情報指向ネットワークにおけるパケット転送テーブルを利用したキャッシュ利用効率向上手法の提案

木村一統 (1651044)


インターネットの利用目的は、初期ではホスト間でのデータ送受であったが、 近年では音楽、画像、動画などのコンテンツ配信システムへと変化してきている。 また、 YouTube や動画配信サービスの普及に伴って、配信されるコンテンツの容 量も年々増加傾向にある。

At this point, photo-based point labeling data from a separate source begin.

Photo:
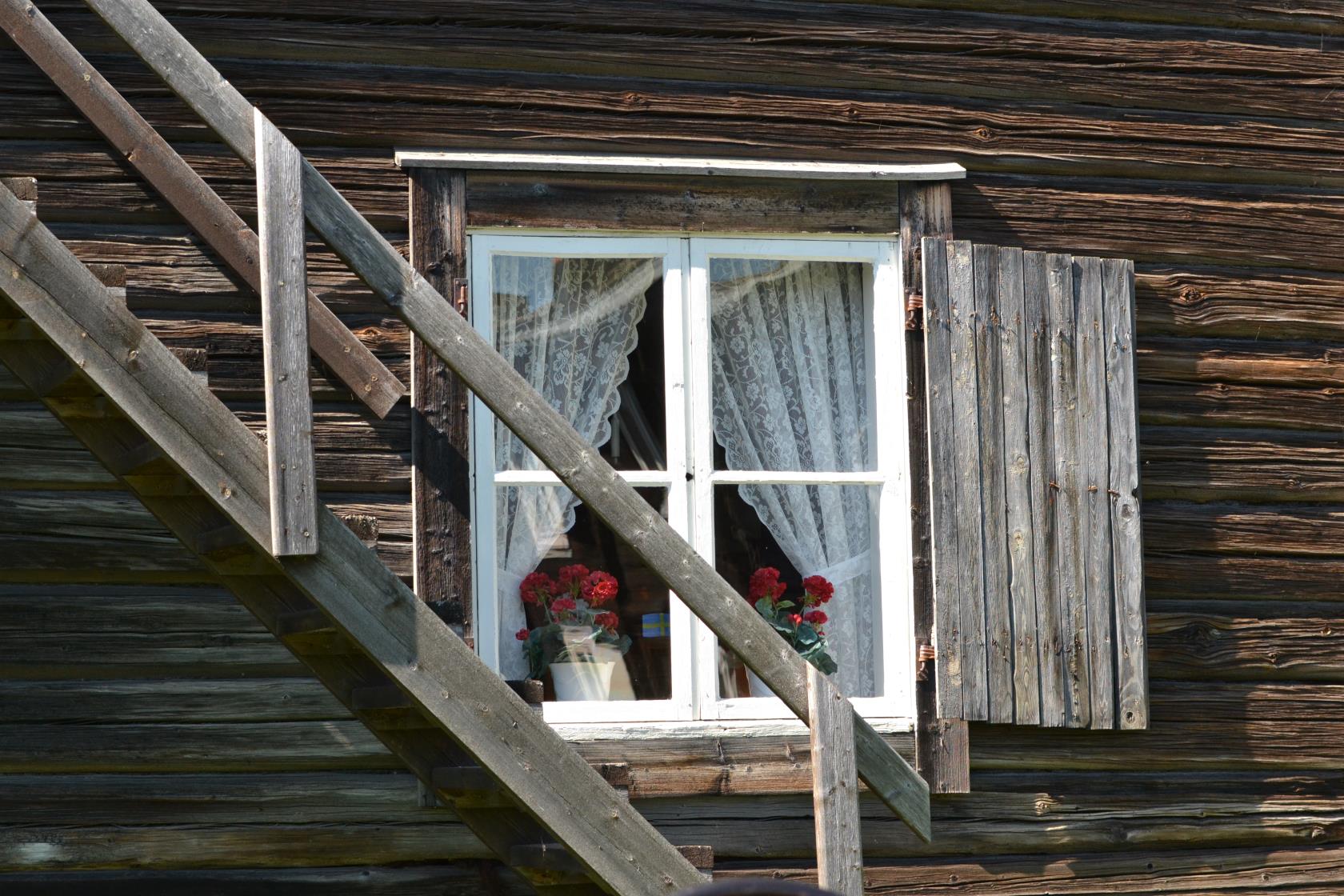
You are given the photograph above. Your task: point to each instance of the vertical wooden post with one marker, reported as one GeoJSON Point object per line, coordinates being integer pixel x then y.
{"type": "Point", "coordinates": [440, 405]}
{"type": "Point", "coordinates": [942, 751]}
{"type": "Point", "coordinates": [284, 322]}
{"type": "Point", "coordinates": [835, 787]}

こういったインターネットの利用形態の変化に伴い、 よりコンテンツ配信に適したネットワーク技術として ICN(Information Centric Networking) の研究が盛んに行われている。 ICN ではネットワーク上に存在する ノードがコンテンツのキャッシュを持つことによって、サーバの位置に依存しな いネットワークを構築する。これによりレスポンス時間の短縮や負荷分散などの メリットが生じる。

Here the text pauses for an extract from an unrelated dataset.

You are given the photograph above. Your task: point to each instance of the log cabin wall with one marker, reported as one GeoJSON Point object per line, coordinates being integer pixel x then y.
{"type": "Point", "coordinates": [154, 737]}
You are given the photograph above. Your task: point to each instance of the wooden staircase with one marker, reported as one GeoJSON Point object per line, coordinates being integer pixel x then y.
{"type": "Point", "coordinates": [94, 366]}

本研究ではネットワーク上に存在するキャッシュをホップ数に従って効率良く 利用し、キャッシュヒット率を向上させることを目的とする。 本発表では先行研究で用いられた手法に加え、キャッシュの存在を示すテーブルの改良、 新たなパケットの定義を行った手法を提案する。 さらにこれらを実装しシミュレーション実験を行い評価を行った。 その結果、先行研究と比較してキャッシュヒット率、レスポンス時間を それぞれ 11.5% 、 22.3% 向上させることが可能となった。